Quando da inauguração do Centro Cultural São Paulo participei em dois eventos. Com o meu irmão João Carlos, sob a regência de Roberto Tibiriçá, interpretamos o Concerto em dó menor para dois teclados, aos 11 de Junho de 1982. Três dias após, apresentei recital solo no mesmo local. John Howard registrou os eventos.

Ao selecionar os desenhos para o post semanal, estive a pensar naquele longínquo período em que John e eu estivemos tão ligados. Admirava a sua cultura literária e filosófica. Por vezes citava um de seus eleitos, Shakespeare. Creio que a nossa amizade, estruturada e muito na música erudita, era uma fonte para John me perguntar sempre sobre o porquê de eu estudar determinados compositores fora do grande circuito, a excetuar Claude Debussy, que ambos apreciávamos. Scriabine foi outro compositor de que passou a gostar imenso. Interessou-se pelo pensamento do compositor russo, máxime influenciado pelas teorias teosóficas e o apreço por Nietzsche. O desenho inicial do blog foi traçado com rapidez em traços firmes, enquanto eu interpretava um dos Estudos de Scriabine (op. 42 nº1), cuja integral (26 Estudos) gravaria duas décadas após na Bélgica.

Clique para ouvir, de Alexandre Scriabine, o Estudo op. 42 nº 1, na interpretação de JEM:

https://www.youtube.com/watch?v=Vz13JKEZKRI

Um desenho bem amarelado guarda, contudo, a única frase que, por si só, já revela a senso de apreciação de John Howard, no caso, a sua admiração por Mozart: “José Eduardo playing Mozart – we were captiveted” (1981).

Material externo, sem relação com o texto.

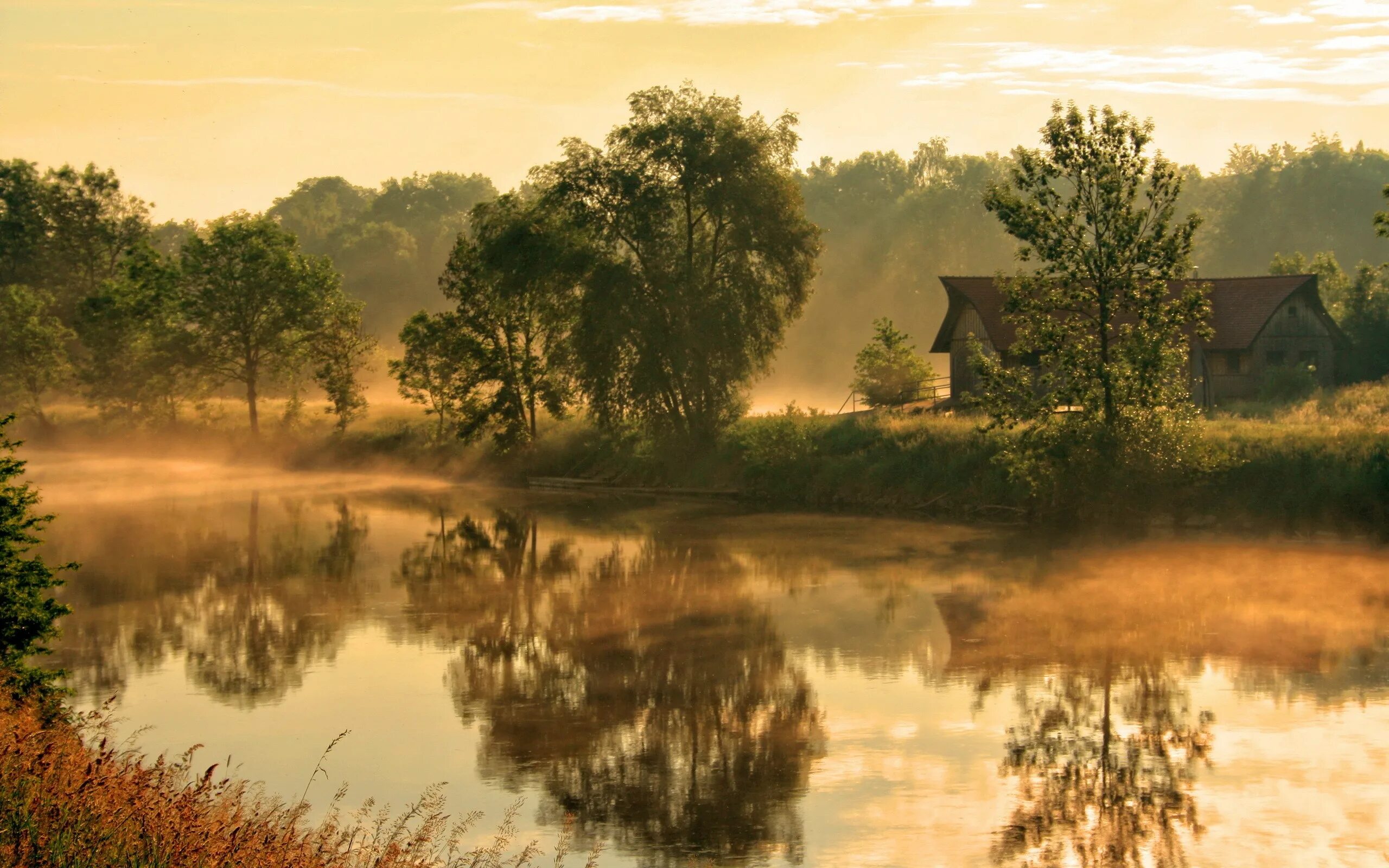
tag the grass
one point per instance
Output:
(71, 799)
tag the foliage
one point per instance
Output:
(259, 310)
(1100, 334)
(34, 355)
(71, 796)
(28, 611)
(138, 360)
(516, 286)
(1286, 197)
(708, 257)
(437, 371)
(341, 350)
(888, 368)
(388, 244)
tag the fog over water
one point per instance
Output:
(766, 690)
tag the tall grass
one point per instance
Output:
(71, 799)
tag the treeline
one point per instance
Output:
(664, 289)
(91, 303)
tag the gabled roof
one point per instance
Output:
(1239, 308)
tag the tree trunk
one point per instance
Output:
(1105, 358)
(251, 405)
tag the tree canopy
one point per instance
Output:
(706, 257)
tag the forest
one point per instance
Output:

Como a sua criação jorrava como uma fonte inesgotável, certamente aqueles que conviveram com John Howard devem ter guardado considerável parte dos seus desenhos e esboços. Causava-me forte impressão a sua volúpia em desenhar quando nos ônibus que faziam o trajeto Centro-Santo Amaro. Ao descermos no Brooklin-Campo Belo, vários desenhos tinham sido feitos, focalizando aquilo que ele via e acrescentava no papel: prédios, cartazes, faróis, ônibus, carros, personagens… Disse-lhe certa vez que nos seu desenhos havia algo encontrável nas gravuras japonesas, a ausência da rasura. O traço firme, preciso, sem falhas.

John Howard foi um artista singular. Pioneiros jamais são esquecidos. Orientar legião de seguidores do grafite artístico no correr das décadas corrobora o legado pessoal. Sua memória permanecerá.

John Howard (1938-2024) was a unique artist, one of the most creative I have ever known. In the early 1980s he made countless drawings, spontaneously documenting my musical journey.